»Pfändung deutschen Eigentums«

Besitzt die Bundesrepublik Staatenimmunität bei Klagen von NS-Opfern? Ja, befand der Internationale Gerichtshof (IGH) im Jahr 2012. Vergangene Woche erklärte das italienische Verfassungsgericht diese Ansicht für nichtig. Vor italienischen Gerichten kann wieder geklagt werden. Martin Klingner gehört zum »Arbeitskreis Distomo«. NS-Opfer aus dem griechischen Dorf hatten in der Vergangenheit italienische Gerichte bemüht.

Gilt das Urteil nur für Kläger mit italienischer Staatsbürgerschaft?
Dazu hat sich das Verfassungsgericht nicht geäußert. Das Urteil befasst sich ja mit einem Vorlagebeschluss, der drei ehemalige italienische Zwangsarbeiter betraf.
Welche Bedeutung hat das Urteil dann für den Fall Distomo?

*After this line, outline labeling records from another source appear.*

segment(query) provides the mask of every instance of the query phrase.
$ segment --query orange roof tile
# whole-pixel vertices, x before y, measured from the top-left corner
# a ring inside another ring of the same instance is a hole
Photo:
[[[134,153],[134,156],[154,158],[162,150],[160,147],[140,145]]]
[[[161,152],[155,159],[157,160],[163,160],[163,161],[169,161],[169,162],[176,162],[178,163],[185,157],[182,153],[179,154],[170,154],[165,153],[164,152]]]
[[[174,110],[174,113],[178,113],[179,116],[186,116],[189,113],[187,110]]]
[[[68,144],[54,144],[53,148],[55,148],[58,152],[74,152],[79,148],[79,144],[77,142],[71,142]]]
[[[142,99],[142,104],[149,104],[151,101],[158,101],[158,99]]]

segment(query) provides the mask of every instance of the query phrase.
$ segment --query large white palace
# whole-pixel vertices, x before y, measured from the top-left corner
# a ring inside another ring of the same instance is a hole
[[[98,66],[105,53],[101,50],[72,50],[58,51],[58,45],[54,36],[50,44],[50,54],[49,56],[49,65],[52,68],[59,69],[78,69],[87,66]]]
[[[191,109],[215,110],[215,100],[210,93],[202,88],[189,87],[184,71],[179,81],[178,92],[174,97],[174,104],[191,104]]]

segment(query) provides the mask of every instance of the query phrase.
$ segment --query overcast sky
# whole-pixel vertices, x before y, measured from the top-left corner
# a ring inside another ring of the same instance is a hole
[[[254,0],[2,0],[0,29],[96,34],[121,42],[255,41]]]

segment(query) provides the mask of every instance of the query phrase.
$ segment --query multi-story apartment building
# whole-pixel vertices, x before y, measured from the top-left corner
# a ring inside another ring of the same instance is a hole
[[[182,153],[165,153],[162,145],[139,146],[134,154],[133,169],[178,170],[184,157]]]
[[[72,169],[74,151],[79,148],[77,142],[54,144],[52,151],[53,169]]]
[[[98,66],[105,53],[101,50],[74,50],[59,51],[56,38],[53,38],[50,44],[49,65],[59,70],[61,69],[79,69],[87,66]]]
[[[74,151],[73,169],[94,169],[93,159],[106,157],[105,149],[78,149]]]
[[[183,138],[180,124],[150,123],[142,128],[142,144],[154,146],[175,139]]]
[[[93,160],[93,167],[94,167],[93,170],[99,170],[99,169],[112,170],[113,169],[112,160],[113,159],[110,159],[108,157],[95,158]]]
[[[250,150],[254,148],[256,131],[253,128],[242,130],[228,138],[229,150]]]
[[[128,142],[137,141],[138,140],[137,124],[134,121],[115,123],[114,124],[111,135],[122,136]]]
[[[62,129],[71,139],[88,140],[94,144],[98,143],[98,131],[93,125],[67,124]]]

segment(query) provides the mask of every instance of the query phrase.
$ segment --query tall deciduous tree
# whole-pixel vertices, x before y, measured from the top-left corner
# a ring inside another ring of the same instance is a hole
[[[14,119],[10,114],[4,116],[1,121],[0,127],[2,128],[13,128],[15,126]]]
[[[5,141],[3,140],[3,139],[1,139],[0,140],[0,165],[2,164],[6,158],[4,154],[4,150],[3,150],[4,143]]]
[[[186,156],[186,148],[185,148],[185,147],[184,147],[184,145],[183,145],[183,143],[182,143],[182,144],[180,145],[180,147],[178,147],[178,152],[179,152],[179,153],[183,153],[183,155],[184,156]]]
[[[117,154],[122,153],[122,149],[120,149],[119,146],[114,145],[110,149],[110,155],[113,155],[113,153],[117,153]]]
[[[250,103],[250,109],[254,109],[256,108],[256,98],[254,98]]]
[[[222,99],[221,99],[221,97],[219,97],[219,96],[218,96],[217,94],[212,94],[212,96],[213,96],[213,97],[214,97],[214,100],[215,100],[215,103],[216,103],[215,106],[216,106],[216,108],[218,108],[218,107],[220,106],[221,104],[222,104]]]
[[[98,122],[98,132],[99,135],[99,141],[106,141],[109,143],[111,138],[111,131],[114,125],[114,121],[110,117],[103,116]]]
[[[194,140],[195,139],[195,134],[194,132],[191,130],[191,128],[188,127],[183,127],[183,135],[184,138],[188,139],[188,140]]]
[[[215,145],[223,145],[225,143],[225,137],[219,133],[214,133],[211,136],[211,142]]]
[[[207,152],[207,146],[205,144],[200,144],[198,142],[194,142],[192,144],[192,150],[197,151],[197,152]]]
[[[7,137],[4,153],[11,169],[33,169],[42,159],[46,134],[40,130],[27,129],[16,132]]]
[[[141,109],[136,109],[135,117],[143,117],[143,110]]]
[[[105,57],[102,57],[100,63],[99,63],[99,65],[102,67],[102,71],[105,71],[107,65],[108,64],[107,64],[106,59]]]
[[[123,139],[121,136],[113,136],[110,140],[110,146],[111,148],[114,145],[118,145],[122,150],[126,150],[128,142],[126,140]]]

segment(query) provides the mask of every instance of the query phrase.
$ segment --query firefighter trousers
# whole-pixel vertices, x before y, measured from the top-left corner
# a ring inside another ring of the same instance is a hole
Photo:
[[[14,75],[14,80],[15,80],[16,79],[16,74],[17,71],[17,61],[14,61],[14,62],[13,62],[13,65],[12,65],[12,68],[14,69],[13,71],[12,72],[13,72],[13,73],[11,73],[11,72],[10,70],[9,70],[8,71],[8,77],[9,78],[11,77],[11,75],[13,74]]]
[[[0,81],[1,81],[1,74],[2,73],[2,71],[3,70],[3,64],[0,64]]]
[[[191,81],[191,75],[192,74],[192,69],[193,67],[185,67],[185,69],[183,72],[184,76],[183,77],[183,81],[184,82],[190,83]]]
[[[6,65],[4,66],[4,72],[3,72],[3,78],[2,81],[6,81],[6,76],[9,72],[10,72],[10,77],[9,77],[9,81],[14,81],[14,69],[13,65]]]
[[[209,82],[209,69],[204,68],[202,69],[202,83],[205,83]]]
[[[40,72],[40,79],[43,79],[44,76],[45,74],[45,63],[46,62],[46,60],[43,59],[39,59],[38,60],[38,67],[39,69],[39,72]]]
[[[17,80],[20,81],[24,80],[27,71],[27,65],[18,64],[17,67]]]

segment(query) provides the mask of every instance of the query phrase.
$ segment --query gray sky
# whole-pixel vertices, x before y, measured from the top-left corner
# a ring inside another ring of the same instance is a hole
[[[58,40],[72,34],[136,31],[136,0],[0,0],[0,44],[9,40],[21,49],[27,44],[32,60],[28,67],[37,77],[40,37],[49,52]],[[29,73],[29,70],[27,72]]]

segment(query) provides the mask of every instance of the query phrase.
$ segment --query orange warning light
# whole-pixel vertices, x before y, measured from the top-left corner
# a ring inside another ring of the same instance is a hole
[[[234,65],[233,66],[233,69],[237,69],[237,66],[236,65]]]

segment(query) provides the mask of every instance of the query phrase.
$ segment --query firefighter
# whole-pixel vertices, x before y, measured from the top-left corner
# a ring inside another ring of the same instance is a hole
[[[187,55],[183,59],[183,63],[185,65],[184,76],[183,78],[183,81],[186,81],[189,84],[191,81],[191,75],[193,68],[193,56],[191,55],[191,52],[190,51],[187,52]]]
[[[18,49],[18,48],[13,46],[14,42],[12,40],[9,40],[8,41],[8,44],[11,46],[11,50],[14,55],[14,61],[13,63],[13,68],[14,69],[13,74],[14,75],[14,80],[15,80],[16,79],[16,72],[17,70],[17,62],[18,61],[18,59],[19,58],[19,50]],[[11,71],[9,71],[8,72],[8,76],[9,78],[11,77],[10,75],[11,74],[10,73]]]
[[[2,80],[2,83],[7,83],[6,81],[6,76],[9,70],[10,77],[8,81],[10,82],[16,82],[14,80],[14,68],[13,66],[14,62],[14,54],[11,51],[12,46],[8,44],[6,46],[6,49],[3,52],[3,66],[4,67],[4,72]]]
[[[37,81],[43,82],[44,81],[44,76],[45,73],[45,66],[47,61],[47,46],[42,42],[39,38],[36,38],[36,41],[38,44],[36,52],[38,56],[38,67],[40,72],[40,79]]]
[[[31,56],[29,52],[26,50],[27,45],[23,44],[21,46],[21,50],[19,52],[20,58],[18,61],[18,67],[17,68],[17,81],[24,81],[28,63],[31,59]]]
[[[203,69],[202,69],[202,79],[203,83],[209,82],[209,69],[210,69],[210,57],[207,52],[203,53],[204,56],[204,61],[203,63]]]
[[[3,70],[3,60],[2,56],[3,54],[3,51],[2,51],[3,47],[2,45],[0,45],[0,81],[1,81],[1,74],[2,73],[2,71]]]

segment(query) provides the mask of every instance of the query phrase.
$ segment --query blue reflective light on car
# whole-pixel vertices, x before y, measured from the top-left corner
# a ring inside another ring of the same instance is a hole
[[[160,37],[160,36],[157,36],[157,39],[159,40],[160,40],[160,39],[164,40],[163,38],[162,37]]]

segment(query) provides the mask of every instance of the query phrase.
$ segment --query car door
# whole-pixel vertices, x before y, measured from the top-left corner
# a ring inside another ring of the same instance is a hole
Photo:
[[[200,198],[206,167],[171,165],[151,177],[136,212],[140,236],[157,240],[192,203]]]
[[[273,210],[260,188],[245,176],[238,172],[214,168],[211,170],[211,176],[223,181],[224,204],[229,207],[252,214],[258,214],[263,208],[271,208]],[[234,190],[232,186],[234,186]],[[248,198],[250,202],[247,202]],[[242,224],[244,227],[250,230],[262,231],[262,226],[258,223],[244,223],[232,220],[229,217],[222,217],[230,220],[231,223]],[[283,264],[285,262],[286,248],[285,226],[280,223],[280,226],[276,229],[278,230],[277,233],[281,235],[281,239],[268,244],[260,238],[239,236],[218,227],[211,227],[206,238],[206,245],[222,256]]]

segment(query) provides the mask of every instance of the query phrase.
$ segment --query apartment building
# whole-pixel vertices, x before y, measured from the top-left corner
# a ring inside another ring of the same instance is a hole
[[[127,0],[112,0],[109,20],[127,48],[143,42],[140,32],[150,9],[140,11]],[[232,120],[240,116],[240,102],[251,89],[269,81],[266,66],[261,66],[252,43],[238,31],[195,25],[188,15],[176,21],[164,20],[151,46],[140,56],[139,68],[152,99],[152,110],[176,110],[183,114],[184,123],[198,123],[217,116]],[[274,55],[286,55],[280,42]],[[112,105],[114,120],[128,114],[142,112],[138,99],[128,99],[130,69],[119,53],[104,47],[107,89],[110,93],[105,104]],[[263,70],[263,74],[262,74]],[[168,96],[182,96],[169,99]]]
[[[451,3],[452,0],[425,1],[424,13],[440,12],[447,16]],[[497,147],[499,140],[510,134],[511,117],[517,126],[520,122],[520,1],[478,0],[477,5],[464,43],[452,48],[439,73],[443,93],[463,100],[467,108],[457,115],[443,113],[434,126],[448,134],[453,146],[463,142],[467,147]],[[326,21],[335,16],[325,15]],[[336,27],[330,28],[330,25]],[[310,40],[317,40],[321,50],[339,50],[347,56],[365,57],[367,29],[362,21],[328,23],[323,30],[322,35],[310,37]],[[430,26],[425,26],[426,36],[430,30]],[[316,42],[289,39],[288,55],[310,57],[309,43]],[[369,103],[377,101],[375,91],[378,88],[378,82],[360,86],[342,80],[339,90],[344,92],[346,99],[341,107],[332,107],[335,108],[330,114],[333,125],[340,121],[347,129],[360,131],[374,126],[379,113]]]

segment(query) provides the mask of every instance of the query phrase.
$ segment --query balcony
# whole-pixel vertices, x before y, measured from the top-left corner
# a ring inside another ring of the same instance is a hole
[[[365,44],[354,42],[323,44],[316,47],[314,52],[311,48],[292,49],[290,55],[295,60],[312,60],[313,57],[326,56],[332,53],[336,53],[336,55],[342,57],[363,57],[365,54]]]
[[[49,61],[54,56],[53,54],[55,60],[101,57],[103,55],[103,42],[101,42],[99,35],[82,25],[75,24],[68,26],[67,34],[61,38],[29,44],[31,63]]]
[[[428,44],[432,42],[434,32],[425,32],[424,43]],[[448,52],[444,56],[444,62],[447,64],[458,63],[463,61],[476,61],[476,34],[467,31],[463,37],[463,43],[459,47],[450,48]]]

Es gilt meiner Meinung nach auch für den Fall Distomo, weil die italienische Verfassung den Zugang zu den Gerichten auch für ausländische Staatsbürger schützt. Der Kassationshof in Rom hatte zudem im Fall Distomo beschlossen, die Entscheidung des Verfassungsgerichts abzuwarten. Das zeigt meines Erachtens, dass das Urteil von grundsätzlicher Bedeutung für alle Fälle ist, auch für Distomo.
Welche konkreten Konsequenzen ergeben sich daraus?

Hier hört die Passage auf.